I’ve heard it suggested that it was Schleiermacher who virtually set the tone for theology for much of the next two centuries --with his very Kantian (Descartian) starting point of the interior experience. And since then, much of our Christian program has been all about “giving speeches to our cultured despisers”. In other words, (as I’ve heard it put), we are coming to those who we deem to be cultured critics who don’t like us; and we approach them hat-in-hand, hoping to convince them on their terms what sort of interior experience we recommend they dredge up to help convince them of the merit of religion.
According to at least one contemporary Catholic theologian (and now Bishop) many great theologians (Catholic and Protestant alike) have since raced down that “Schleiermacherian autobahn” --until recently. Others since (He cites Balthasar) have now taken some of the positive aspects of post-modernity and used it to break up that log jam of modernism and to deliberately challenge (not follow) that same subjectivist path. Or as I heard it elaborated regarding Balthasar and the other great Catholic theologian, Rahner: “Rahner went with Kant; Balthasar went with Goethe”.
And where Baltazar went … is very interesting indeed.
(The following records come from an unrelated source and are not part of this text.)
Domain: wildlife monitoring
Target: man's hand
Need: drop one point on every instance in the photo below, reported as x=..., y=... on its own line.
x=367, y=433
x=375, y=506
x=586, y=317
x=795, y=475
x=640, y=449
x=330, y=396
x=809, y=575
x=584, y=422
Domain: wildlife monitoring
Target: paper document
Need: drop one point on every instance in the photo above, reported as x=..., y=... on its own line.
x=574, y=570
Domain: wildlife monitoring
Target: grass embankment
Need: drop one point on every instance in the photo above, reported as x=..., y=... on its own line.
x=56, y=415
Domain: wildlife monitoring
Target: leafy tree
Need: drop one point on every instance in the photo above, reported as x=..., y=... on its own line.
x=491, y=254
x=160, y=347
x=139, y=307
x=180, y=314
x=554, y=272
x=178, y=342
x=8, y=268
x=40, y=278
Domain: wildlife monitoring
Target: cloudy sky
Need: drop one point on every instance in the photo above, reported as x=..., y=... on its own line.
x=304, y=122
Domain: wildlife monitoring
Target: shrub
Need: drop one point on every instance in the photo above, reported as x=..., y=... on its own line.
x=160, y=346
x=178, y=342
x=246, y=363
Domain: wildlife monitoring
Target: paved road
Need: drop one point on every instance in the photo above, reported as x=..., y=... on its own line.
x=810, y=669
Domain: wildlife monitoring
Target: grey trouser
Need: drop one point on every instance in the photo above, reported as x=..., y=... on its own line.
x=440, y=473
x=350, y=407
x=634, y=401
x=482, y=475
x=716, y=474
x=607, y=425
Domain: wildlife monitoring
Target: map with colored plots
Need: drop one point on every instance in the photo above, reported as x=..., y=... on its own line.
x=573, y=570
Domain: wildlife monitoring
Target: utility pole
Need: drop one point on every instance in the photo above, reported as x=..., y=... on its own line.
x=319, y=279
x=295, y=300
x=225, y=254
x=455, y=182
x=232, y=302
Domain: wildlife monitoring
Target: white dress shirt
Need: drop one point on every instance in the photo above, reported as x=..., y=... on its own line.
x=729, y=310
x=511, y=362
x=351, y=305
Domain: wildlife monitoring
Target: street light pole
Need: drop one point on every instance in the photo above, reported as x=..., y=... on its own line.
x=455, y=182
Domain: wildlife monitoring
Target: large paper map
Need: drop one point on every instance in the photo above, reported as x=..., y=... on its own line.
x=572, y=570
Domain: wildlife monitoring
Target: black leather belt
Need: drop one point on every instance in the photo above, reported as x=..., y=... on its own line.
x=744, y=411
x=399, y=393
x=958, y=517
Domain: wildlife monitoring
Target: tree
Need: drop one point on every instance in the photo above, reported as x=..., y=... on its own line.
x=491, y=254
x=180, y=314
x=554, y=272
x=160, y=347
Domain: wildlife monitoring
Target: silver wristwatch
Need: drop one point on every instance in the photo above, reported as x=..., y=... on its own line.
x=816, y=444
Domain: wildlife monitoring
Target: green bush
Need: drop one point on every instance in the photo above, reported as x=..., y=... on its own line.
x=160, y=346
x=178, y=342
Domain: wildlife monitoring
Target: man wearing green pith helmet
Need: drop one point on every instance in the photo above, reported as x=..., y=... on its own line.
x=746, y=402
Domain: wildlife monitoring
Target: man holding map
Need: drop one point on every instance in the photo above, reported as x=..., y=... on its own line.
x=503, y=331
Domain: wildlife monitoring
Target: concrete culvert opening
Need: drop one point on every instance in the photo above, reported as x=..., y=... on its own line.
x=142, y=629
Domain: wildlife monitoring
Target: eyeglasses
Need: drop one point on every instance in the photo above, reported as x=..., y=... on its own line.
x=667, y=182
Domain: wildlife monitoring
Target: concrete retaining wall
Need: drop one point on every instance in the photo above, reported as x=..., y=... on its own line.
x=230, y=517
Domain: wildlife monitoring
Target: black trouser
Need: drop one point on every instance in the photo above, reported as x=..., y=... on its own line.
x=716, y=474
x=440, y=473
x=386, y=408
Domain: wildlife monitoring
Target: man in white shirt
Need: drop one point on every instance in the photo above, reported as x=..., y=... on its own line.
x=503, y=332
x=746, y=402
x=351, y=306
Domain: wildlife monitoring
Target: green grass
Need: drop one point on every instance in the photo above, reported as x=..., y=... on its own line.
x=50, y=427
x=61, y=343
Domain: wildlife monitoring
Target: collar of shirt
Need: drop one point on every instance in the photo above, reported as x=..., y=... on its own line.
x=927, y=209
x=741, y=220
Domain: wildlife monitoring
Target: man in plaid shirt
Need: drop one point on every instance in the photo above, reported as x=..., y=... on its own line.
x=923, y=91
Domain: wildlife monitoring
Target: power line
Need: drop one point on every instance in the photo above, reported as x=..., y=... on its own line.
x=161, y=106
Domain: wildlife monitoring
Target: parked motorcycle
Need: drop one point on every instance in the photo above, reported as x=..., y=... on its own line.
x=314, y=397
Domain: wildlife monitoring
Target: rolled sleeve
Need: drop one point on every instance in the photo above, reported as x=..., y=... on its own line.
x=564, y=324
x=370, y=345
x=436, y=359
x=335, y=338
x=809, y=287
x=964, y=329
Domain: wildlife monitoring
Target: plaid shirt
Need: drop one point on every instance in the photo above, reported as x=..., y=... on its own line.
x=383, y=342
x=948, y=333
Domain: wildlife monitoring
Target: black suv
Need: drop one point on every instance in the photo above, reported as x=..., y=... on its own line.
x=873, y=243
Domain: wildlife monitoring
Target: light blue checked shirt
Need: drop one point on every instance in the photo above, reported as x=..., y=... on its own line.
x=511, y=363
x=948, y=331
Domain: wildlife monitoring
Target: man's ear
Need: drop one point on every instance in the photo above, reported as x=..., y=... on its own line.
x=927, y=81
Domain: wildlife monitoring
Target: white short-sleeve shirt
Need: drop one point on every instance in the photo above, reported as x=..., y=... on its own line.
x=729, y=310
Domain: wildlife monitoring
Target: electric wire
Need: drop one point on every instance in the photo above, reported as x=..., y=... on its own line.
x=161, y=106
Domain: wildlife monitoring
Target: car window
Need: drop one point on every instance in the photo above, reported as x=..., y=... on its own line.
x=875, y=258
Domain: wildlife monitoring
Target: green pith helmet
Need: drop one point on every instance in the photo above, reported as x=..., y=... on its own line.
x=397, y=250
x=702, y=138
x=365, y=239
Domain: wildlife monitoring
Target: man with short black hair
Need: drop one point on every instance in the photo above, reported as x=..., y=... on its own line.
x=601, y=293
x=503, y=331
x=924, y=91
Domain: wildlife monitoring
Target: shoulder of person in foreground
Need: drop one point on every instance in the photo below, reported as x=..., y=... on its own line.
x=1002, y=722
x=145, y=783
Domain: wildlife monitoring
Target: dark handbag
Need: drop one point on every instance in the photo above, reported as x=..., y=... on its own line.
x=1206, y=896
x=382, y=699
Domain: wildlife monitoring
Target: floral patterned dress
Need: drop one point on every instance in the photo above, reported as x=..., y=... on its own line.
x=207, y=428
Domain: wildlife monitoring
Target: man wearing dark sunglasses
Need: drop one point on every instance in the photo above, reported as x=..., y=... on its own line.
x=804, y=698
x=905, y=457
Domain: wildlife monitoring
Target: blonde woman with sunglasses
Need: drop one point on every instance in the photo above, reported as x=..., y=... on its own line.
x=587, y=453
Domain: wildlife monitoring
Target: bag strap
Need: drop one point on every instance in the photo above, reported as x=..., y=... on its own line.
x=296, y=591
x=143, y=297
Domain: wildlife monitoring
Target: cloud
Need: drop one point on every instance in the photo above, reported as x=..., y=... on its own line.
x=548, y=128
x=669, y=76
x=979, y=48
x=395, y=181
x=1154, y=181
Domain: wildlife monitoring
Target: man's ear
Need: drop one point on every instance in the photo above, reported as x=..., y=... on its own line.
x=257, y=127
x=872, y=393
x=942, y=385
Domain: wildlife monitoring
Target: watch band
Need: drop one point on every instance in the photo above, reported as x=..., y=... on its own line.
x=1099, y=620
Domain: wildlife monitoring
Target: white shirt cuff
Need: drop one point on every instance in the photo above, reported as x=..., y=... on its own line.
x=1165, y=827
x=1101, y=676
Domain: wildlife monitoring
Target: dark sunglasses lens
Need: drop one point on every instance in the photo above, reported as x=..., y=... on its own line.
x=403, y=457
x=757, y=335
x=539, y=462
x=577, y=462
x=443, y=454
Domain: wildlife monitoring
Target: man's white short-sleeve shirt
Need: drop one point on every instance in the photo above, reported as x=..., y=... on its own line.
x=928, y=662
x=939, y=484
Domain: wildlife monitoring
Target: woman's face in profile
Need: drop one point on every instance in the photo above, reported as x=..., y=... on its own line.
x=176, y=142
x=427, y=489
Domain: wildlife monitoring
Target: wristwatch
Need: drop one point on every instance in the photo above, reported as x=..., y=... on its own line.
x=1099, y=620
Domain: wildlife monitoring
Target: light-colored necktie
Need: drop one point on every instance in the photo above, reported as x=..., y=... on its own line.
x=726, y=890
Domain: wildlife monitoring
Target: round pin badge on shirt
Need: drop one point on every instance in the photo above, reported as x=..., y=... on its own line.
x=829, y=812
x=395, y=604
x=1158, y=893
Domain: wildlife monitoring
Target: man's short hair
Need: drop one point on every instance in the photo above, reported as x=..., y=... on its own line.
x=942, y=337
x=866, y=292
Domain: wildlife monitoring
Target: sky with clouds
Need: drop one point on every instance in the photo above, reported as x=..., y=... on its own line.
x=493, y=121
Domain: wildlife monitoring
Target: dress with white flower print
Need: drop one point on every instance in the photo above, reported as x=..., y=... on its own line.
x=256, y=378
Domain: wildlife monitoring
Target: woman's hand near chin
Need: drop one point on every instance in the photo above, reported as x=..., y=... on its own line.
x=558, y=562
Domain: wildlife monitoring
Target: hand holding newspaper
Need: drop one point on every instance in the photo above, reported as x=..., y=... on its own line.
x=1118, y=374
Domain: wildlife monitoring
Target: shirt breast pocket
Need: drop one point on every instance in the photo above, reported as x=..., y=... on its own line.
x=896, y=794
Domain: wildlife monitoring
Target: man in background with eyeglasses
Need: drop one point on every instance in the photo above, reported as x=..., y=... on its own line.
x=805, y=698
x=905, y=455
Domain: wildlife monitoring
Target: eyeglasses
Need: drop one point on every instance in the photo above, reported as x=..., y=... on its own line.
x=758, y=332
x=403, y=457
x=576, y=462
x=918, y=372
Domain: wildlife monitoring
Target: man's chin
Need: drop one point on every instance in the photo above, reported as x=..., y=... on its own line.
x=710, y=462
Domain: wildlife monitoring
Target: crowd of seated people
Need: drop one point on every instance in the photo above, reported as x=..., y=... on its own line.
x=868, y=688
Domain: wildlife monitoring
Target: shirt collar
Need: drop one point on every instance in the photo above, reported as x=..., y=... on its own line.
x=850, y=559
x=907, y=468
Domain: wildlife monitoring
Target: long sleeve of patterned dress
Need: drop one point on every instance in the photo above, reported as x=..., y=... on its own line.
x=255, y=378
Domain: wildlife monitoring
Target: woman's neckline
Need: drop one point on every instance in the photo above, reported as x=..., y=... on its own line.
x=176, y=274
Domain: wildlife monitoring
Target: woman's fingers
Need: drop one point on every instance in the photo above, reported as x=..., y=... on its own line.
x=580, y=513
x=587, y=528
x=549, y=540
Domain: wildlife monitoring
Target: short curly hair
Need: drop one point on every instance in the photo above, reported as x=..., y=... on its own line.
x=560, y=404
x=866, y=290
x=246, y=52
It will be interesting to compare how your third way (weaving between Schleiermacher and Hume) compares with some of this contemporary Catholic theological direction.
(My source for these thoughts was the Fr. Robert Barron in a speech he gave to a Catholic Conference in 2012.)
I prefer to go back to the Biblical meaning of the word “miracle,” which is “sign.”
In a true sense all events are signs in one sense or another. What we call miracles are usually signs of the power of God, which can take many forms.